NASA's Mars rover Curiosity
One priority target for a closer look by NASA's Mars rover Curiosity before the rover departs the "Glenelg" area east of its landing site is the pitted outcrop called "Point Lake," in the upper half of this image. NASA/JPL-Caltech/MSSS

After 10 months of exploration on the Red Planet's plains, NASA’s Mars rover Curiosity now begins its months-long journey to the mountains in search of habitats that could be suitable for microbial life.

Curiosity has finished investigations in a plains area smaller than a football field and is now set to shift its workplace to “Mount Sharp,” an area about 5 miles (8 kilometers) away, NASA said in a statement.

According to the space agency, there’s no plan for additional rock drilling or soil scooping in the “Glenelg,” the area where Curiosity entered after landing on the Martian surface last August.

NASA said the rover drove east about a third of a mile (500 meters) from the landing site to reach “Glenelg,” and it will have to drive southwest for many months to reach its next destination, “Mount Sharp.”

"We don't know when we'll get to Mount Sharp," Jim Erickson, Mars Science Laboratory project manager at NASA's Jet Propulsion Laboratory in Pasadena, Calif., said. "This truly is a mission of exploration, so just because our end goal is Mount Sharp does not mean we are not going to investigate interesting features along the way."

According to deputy project scientist Joy Crisp from NASA's Jet Propulsion Laboratory, the journey to Mount Sharp will be a long one.

"We're going to keep our eyes open as we drive, and if we in fact drive past something that's amazing, we might actually turn around and go back and check it out, but there's nothing that we see from orbit that's like some super-compelling clue to life or something like that," Crisp said.

"What we have is a real desire to get to Mount Sharp.”

With Mount Sharp considered the “biggest turning point since landing” the Curiosity, NASA hopes that investigations there will unearth new evidence of life-friendly habitats on Mars.

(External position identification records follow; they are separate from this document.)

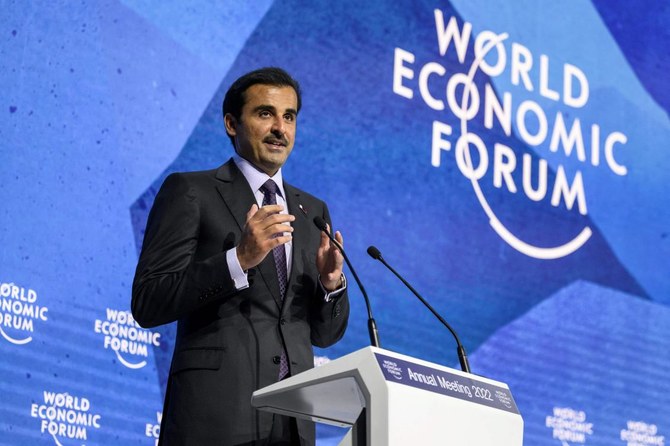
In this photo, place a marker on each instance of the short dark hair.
(234, 99)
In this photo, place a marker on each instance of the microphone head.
(374, 253)
(320, 223)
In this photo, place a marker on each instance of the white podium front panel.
(405, 401)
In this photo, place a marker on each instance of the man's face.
(265, 133)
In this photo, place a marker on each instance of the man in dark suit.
(232, 254)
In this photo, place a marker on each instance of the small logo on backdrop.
(126, 338)
(65, 417)
(19, 310)
(569, 426)
(321, 360)
(639, 433)
(153, 430)
(393, 368)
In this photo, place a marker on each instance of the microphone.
(460, 351)
(372, 325)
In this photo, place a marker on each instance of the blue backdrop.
(531, 211)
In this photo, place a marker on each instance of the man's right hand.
(265, 228)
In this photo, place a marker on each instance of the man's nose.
(278, 127)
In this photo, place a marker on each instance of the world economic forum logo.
(393, 369)
(20, 310)
(450, 89)
(123, 335)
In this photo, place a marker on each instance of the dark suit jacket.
(228, 342)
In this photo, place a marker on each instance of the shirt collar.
(255, 177)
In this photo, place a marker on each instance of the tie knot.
(269, 187)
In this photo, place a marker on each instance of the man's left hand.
(329, 261)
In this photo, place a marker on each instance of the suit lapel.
(238, 196)
(301, 229)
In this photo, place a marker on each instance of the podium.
(389, 399)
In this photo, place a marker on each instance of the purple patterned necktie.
(269, 189)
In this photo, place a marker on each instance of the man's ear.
(231, 124)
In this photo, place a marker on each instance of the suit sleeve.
(170, 282)
(329, 319)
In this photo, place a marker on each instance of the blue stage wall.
(531, 211)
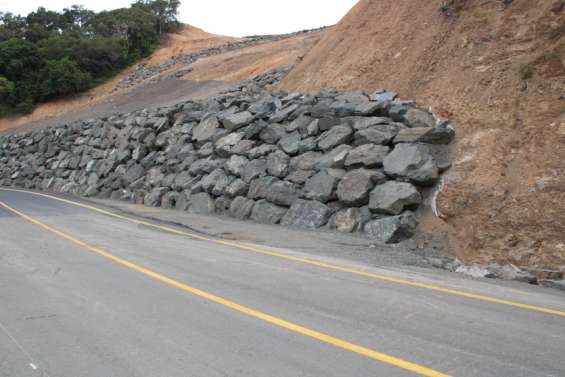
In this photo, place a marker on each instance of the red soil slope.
(504, 198)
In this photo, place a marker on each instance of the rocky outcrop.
(340, 161)
(144, 71)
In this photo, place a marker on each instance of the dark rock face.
(267, 213)
(393, 197)
(392, 229)
(354, 187)
(412, 162)
(307, 214)
(348, 162)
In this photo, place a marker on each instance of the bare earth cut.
(503, 199)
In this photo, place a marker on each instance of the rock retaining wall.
(144, 71)
(349, 162)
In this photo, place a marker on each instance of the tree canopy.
(47, 54)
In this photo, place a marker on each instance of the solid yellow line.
(418, 369)
(324, 265)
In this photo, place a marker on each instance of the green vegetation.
(527, 72)
(49, 54)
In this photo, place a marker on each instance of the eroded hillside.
(504, 198)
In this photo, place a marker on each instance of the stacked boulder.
(349, 162)
(144, 71)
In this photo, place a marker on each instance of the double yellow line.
(325, 338)
(418, 369)
(311, 262)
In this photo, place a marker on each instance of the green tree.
(62, 77)
(6, 88)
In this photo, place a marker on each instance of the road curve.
(83, 293)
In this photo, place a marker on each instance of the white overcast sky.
(228, 17)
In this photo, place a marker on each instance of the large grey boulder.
(306, 161)
(201, 203)
(277, 164)
(236, 188)
(368, 155)
(153, 199)
(354, 187)
(290, 144)
(349, 220)
(442, 134)
(377, 134)
(307, 214)
(322, 186)
(133, 173)
(217, 177)
(236, 165)
(394, 197)
(254, 169)
(241, 208)
(234, 121)
(419, 118)
(206, 129)
(334, 158)
(392, 229)
(267, 213)
(334, 137)
(278, 192)
(412, 162)
(273, 133)
(225, 144)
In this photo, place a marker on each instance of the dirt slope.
(504, 198)
(187, 40)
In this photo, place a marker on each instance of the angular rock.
(427, 135)
(334, 137)
(267, 213)
(153, 199)
(276, 191)
(290, 143)
(306, 161)
(349, 220)
(412, 162)
(133, 173)
(307, 214)
(169, 200)
(378, 134)
(277, 164)
(419, 118)
(206, 129)
(241, 208)
(254, 169)
(236, 188)
(392, 229)
(394, 197)
(322, 186)
(334, 158)
(236, 165)
(201, 203)
(354, 187)
(232, 122)
(367, 155)
(300, 176)
(273, 133)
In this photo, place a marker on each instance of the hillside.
(504, 198)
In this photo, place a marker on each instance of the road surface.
(92, 293)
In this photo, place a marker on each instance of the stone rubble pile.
(144, 71)
(349, 162)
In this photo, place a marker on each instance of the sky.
(227, 17)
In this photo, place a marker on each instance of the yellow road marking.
(418, 369)
(324, 265)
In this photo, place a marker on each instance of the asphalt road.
(87, 294)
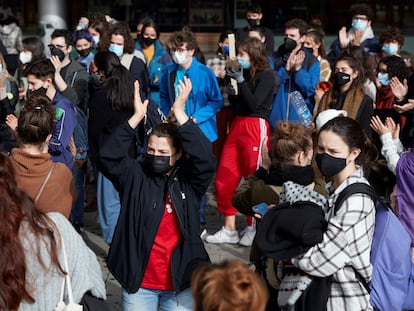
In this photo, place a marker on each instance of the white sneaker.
(247, 236)
(223, 236)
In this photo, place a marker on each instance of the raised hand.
(394, 128)
(184, 90)
(406, 107)
(343, 38)
(399, 90)
(140, 108)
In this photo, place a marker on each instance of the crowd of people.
(156, 124)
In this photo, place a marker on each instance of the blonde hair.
(228, 286)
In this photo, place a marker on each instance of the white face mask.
(25, 57)
(180, 58)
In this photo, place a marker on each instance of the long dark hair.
(353, 135)
(16, 208)
(118, 81)
(36, 120)
(257, 53)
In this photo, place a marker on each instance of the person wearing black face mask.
(254, 17)
(157, 236)
(83, 43)
(343, 152)
(157, 58)
(289, 160)
(296, 70)
(40, 74)
(347, 92)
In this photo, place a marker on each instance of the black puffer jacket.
(143, 202)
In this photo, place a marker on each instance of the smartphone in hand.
(260, 208)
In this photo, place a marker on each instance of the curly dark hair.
(257, 53)
(299, 24)
(395, 67)
(362, 9)
(180, 37)
(391, 33)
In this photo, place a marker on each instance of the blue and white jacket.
(204, 101)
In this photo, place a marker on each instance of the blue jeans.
(109, 206)
(153, 300)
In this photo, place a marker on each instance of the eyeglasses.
(60, 47)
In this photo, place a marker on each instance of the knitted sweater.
(32, 169)
(46, 283)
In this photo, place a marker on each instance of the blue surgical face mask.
(383, 78)
(118, 50)
(226, 49)
(390, 48)
(243, 63)
(359, 24)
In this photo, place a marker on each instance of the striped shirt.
(345, 248)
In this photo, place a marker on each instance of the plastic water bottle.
(301, 108)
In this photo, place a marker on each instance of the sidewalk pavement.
(218, 252)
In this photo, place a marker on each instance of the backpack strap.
(362, 188)
(354, 189)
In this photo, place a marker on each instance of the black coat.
(289, 230)
(143, 201)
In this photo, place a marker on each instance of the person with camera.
(296, 70)
(241, 156)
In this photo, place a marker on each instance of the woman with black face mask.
(343, 152)
(348, 92)
(83, 42)
(157, 58)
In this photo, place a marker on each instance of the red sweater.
(31, 170)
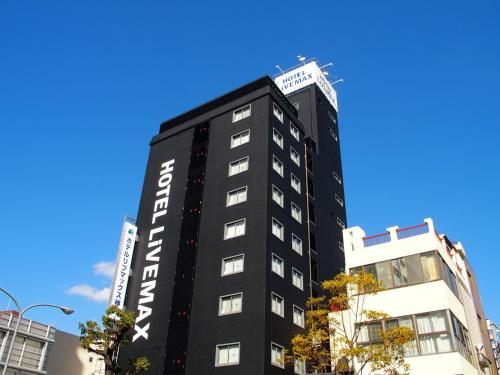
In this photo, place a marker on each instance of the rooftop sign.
(303, 76)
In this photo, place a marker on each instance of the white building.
(427, 288)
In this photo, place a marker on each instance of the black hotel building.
(240, 218)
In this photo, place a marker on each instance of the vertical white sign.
(122, 265)
(306, 75)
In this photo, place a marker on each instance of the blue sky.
(85, 85)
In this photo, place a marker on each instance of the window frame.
(282, 304)
(240, 294)
(217, 351)
(276, 112)
(282, 166)
(273, 189)
(295, 307)
(293, 151)
(292, 177)
(237, 196)
(301, 244)
(282, 237)
(244, 220)
(299, 212)
(247, 158)
(242, 108)
(301, 287)
(242, 255)
(279, 136)
(233, 137)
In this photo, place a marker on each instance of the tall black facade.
(239, 221)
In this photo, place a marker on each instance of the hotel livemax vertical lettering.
(150, 272)
(150, 289)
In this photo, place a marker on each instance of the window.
(429, 266)
(236, 196)
(297, 279)
(298, 316)
(230, 304)
(433, 335)
(232, 265)
(339, 200)
(235, 229)
(277, 305)
(277, 353)
(296, 213)
(295, 183)
(238, 166)
(278, 112)
(240, 138)
(400, 272)
(242, 113)
(278, 166)
(332, 133)
(294, 155)
(277, 138)
(294, 131)
(299, 366)
(278, 196)
(296, 244)
(278, 266)
(337, 177)
(278, 229)
(227, 354)
(340, 223)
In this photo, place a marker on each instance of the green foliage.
(332, 331)
(106, 340)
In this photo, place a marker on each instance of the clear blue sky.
(85, 85)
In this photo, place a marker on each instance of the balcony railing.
(377, 239)
(412, 231)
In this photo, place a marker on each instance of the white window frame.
(337, 177)
(282, 304)
(239, 161)
(295, 307)
(340, 223)
(278, 112)
(282, 353)
(237, 191)
(281, 266)
(281, 170)
(301, 286)
(278, 135)
(282, 229)
(332, 133)
(295, 156)
(278, 191)
(339, 200)
(297, 211)
(226, 227)
(292, 177)
(294, 131)
(244, 113)
(227, 345)
(300, 241)
(302, 370)
(232, 258)
(240, 295)
(238, 136)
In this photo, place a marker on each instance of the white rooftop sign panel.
(303, 76)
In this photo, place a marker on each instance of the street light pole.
(20, 313)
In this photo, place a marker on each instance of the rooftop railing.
(416, 230)
(377, 239)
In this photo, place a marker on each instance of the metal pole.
(20, 315)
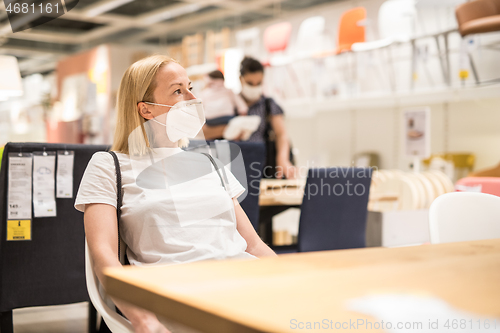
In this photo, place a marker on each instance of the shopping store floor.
(70, 318)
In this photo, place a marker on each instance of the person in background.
(220, 103)
(251, 77)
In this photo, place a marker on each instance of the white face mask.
(251, 93)
(184, 120)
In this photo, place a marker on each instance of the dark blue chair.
(333, 211)
(254, 155)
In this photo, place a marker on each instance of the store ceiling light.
(171, 13)
(10, 78)
(105, 6)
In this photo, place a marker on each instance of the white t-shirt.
(174, 208)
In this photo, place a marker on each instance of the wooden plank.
(264, 295)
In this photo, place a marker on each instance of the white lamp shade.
(10, 77)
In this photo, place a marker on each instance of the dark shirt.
(259, 108)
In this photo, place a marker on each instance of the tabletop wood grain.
(265, 295)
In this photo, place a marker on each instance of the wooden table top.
(265, 295)
(281, 192)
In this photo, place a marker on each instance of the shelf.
(309, 107)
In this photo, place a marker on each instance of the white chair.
(464, 216)
(396, 24)
(115, 322)
(312, 38)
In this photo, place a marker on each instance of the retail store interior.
(405, 90)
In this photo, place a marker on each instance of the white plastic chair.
(464, 216)
(312, 38)
(115, 322)
(396, 24)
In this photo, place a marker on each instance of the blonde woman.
(173, 210)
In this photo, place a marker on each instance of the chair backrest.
(474, 10)
(489, 185)
(334, 209)
(254, 155)
(464, 216)
(50, 268)
(351, 29)
(277, 36)
(396, 19)
(114, 321)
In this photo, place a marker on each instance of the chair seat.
(373, 45)
(481, 25)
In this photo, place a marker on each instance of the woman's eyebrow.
(179, 84)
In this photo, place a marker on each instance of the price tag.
(44, 202)
(18, 230)
(64, 176)
(19, 187)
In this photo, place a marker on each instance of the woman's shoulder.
(101, 158)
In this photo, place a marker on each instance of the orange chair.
(351, 29)
(479, 16)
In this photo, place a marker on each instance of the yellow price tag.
(18, 229)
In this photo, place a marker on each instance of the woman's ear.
(144, 111)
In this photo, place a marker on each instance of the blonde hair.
(138, 84)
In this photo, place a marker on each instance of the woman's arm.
(283, 164)
(101, 231)
(255, 245)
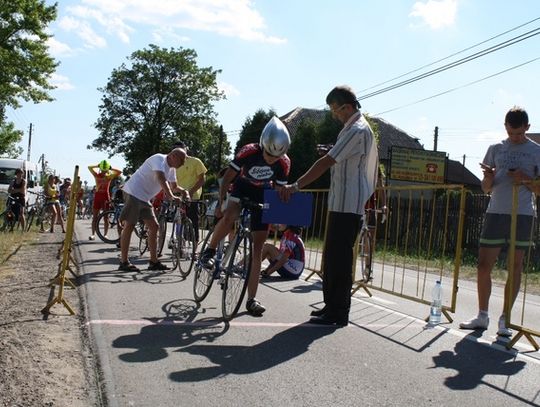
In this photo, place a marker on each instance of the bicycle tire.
(365, 255)
(31, 214)
(107, 220)
(184, 247)
(236, 276)
(203, 277)
(162, 233)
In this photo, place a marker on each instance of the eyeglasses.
(334, 111)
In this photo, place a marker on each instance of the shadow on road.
(473, 362)
(239, 360)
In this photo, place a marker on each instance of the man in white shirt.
(354, 163)
(156, 173)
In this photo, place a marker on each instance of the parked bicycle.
(366, 242)
(232, 265)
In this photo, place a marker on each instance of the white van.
(30, 173)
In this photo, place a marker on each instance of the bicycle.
(183, 241)
(7, 218)
(232, 265)
(108, 227)
(366, 241)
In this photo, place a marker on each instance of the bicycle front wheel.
(184, 246)
(236, 276)
(204, 278)
(107, 227)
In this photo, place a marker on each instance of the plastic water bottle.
(436, 304)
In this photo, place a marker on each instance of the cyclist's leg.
(259, 237)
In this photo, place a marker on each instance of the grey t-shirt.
(503, 157)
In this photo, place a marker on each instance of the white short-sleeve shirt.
(144, 184)
(354, 176)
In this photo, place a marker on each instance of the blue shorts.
(496, 230)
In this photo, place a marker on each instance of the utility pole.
(220, 147)
(29, 143)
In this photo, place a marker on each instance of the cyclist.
(289, 259)
(17, 190)
(52, 197)
(258, 166)
(103, 179)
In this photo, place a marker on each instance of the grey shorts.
(135, 209)
(496, 230)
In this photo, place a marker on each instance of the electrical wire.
(458, 87)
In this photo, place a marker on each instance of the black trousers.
(343, 228)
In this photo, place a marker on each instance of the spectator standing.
(156, 173)
(191, 176)
(514, 160)
(17, 189)
(354, 162)
(103, 175)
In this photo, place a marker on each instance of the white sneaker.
(503, 330)
(480, 322)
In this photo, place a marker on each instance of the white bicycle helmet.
(275, 139)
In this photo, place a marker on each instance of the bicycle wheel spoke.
(236, 277)
(203, 278)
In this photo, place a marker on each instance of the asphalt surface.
(157, 347)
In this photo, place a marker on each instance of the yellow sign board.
(408, 164)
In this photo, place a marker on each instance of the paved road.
(158, 347)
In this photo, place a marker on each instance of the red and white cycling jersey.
(251, 164)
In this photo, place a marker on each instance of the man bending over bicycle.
(259, 167)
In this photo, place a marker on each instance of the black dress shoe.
(327, 319)
(318, 312)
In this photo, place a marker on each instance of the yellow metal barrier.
(421, 243)
(60, 278)
(516, 319)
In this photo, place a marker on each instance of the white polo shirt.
(354, 176)
(144, 184)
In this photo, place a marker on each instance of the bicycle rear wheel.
(364, 268)
(236, 276)
(184, 245)
(204, 278)
(162, 233)
(107, 227)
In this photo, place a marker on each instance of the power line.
(451, 55)
(461, 61)
(459, 87)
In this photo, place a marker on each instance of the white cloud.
(436, 14)
(58, 49)
(231, 18)
(228, 89)
(61, 82)
(84, 31)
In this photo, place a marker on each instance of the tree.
(9, 138)
(163, 96)
(252, 128)
(26, 65)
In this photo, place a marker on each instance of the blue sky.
(282, 55)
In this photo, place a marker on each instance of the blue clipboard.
(297, 211)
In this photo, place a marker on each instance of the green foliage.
(9, 138)
(252, 128)
(162, 97)
(24, 60)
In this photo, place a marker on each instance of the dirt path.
(43, 361)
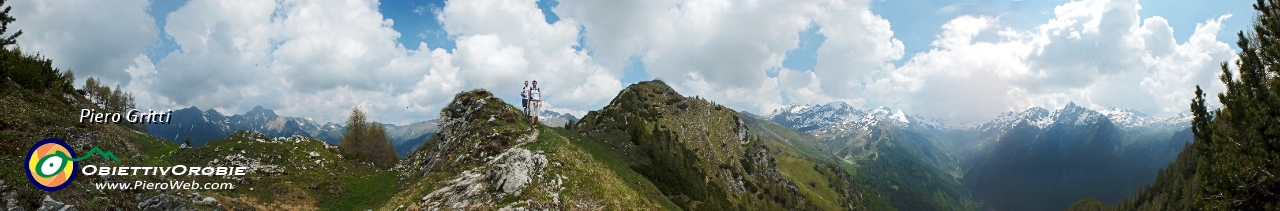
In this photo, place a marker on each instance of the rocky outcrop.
(53, 205)
(8, 198)
(515, 168)
(478, 146)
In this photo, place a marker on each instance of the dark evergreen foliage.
(1232, 165)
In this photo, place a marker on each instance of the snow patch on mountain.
(840, 117)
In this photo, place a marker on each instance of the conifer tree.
(1240, 141)
(368, 141)
(4, 27)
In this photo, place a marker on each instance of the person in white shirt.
(524, 97)
(535, 104)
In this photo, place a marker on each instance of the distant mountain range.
(201, 127)
(1037, 159)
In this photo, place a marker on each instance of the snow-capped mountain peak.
(1078, 115)
(840, 117)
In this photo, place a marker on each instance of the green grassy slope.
(702, 156)
(576, 175)
(819, 175)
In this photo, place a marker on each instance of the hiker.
(524, 97)
(535, 104)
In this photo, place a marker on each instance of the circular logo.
(50, 165)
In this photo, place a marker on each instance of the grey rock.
(161, 202)
(206, 201)
(53, 205)
(9, 198)
(515, 168)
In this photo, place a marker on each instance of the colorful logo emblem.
(50, 164)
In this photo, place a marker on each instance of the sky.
(402, 60)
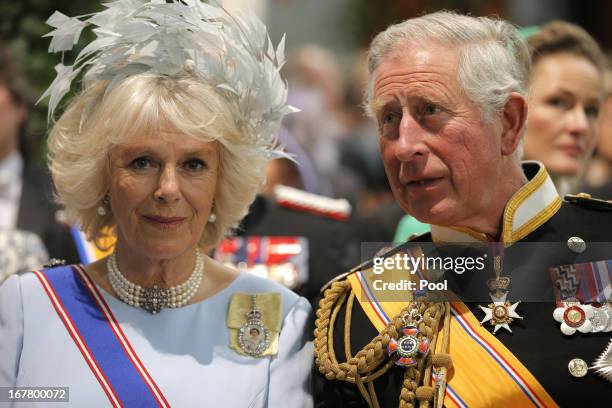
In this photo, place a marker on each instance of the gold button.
(578, 367)
(576, 245)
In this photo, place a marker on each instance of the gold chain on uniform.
(372, 361)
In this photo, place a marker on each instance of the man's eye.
(559, 102)
(430, 109)
(141, 163)
(194, 165)
(592, 111)
(389, 118)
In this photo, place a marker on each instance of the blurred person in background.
(598, 175)
(316, 229)
(25, 188)
(564, 100)
(316, 88)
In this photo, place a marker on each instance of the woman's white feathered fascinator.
(229, 51)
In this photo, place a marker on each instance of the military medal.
(578, 367)
(253, 336)
(574, 317)
(603, 364)
(411, 344)
(501, 312)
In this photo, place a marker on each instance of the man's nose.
(410, 145)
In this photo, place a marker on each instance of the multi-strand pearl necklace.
(154, 299)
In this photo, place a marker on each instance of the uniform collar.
(530, 207)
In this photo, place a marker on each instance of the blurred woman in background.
(564, 101)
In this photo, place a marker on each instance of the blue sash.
(98, 336)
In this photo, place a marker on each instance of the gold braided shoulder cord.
(372, 361)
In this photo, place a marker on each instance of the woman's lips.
(164, 223)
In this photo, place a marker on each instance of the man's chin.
(435, 213)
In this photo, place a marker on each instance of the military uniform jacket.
(537, 227)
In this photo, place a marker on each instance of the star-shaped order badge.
(500, 313)
(574, 317)
(409, 346)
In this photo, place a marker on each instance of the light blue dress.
(186, 350)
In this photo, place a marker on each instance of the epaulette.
(385, 253)
(587, 200)
(337, 209)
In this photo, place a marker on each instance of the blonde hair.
(562, 37)
(96, 120)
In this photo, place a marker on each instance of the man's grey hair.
(493, 58)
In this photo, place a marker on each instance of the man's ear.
(513, 119)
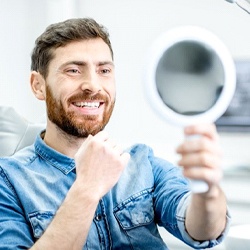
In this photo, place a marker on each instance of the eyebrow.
(82, 63)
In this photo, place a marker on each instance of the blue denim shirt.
(150, 192)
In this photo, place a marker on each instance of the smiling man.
(75, 188)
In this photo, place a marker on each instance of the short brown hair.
(60, 34)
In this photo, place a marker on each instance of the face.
(80, 87)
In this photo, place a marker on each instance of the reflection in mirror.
(189, 77)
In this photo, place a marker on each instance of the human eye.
(73, 71)
(105, 71)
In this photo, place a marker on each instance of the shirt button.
(98, 217)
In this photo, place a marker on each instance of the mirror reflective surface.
(190, 76)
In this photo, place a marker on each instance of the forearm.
(206, 215)
(69, 229)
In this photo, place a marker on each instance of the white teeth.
(88, 104)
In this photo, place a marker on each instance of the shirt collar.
(60, 161)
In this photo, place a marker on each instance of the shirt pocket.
(136, 210)
(40, 221)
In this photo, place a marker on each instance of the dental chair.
(15, 131)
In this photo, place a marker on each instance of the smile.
(88, 104)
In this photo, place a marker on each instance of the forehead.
(83, 50)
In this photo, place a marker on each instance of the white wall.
(133, 25)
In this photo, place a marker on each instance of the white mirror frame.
(206, 38)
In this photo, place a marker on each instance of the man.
(75, 188)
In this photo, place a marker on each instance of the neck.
(61, 141)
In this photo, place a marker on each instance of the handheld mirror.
(189, 79)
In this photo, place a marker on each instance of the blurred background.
(133, 26)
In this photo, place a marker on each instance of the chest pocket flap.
(135, 211)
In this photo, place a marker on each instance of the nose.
(91, 82)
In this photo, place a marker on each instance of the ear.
(37, 84)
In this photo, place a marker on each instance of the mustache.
(88, 96)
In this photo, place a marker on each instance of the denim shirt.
(151, 192)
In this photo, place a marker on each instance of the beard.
(68, 121)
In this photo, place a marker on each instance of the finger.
(208, 175)
(208, 130)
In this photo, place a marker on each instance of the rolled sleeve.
(181, 215)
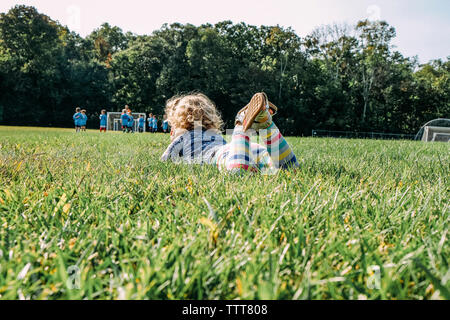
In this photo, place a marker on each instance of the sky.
(423, 26)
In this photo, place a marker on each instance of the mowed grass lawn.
(98, 216)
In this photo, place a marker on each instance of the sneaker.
(257, 114)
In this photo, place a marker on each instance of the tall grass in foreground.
(360, 219)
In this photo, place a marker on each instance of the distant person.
(130, 123)
(165, 125)
(83, 120)
(155, 124)
(103, 121)
(124, 120)
(77, 119)
(141, 124)
(150, 123)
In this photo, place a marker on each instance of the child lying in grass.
(196, 136)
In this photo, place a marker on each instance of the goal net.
(114, 122)
(435, 131)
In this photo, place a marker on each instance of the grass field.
(360, 219)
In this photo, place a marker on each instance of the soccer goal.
(435, 131)
(114, 123)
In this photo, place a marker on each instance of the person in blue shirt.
(83, 121)
(150, 123)
(165, 125)
(76, 119)
(130, 125)
(103, 121)
(155, 124)
(124, 119)
(141, 123)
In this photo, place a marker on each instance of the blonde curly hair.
(185, 111)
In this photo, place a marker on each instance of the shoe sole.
(256, 105)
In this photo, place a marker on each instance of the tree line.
(339, 77)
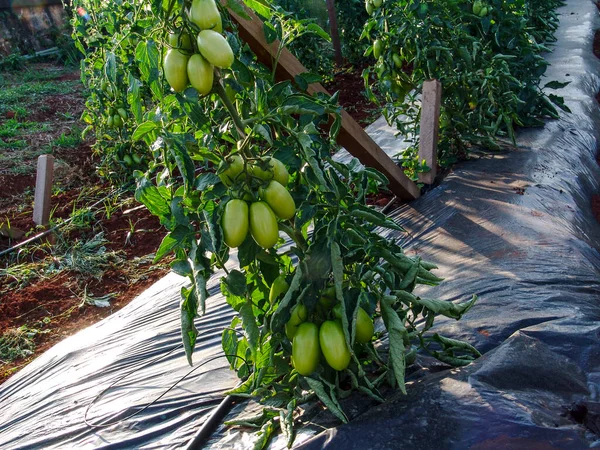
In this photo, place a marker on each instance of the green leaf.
(150, 195)
(261, 7)
(237, 8)
(183, 161)
(250, 326)
(206, 180)
(445, 308)
(143, 129)
(175, 239)
(282, 313)
(189, 333)
(556, 85)
(319, 389)
(397, 333)
(236, 283)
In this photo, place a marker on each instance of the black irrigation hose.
(209, 426)
(217, 415)
(60, 225)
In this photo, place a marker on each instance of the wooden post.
(43, 189)
(430, 125)
(335, 36)
(351, 136)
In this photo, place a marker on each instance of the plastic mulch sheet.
(516, 228)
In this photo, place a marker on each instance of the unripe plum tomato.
(305, 349)
(180, 40)
(215, 48)
(280, 172)
(235, 222)
(333, 344)
(230, 168)
(364, 324)
(263, 225)
(279, 287)
(175, 69)
(279, 199)
(205, 14)
(200, 74)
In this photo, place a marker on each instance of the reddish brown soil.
(53, 305)
(351, 86)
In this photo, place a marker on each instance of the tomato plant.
(487, 55)
(246, 167)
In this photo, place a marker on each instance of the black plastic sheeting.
(516, 228)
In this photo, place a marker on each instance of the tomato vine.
(243, 162)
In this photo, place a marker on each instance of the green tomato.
(263, 225)
(205, 14)
(215, 48)
(179, 40)
(305, 349)
(175, 69)
(200, 74)
(235, 222)
(117, 121)
(364, 324)
(377, 48)
(333, 344)
(279, 286)
(279, 199)
(230, 168)
(280, 172)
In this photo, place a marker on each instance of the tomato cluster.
(269, 177)
(323, 334)
(183, 66)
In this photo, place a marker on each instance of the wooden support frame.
(351, 136)
(430, 124)
(43, 189)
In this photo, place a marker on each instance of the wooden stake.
(43, 189)
(352, 137)
(335, 36)
(430, 125)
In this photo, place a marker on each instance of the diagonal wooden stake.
(351, 136)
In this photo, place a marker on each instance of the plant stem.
(237, 120)
(295, 235)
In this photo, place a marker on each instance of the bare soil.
(53, 305)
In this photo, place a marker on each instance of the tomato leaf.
(236, 283)
(328, 401)
(446, 308)
(397, 333)
(189, 333)
(250, 327)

From the images of Mount Sharp taken from orbit and images Curiosity has taken from a distance, scientists have figured out many layers in the area, which may offer significant information on how the ancient Martian environment changed and evolved.

Scientists said the Mars Science Laboratory mission has already accomplished its main science objective. Analysis of rock powder from the first drilled rock target, "John Klein," provided evidence that an ancient environment in Gale Crater had favorable conditions for microbial life -- the essential elemental ingredients, energy and ponded water that was neither too acidic nor too briny.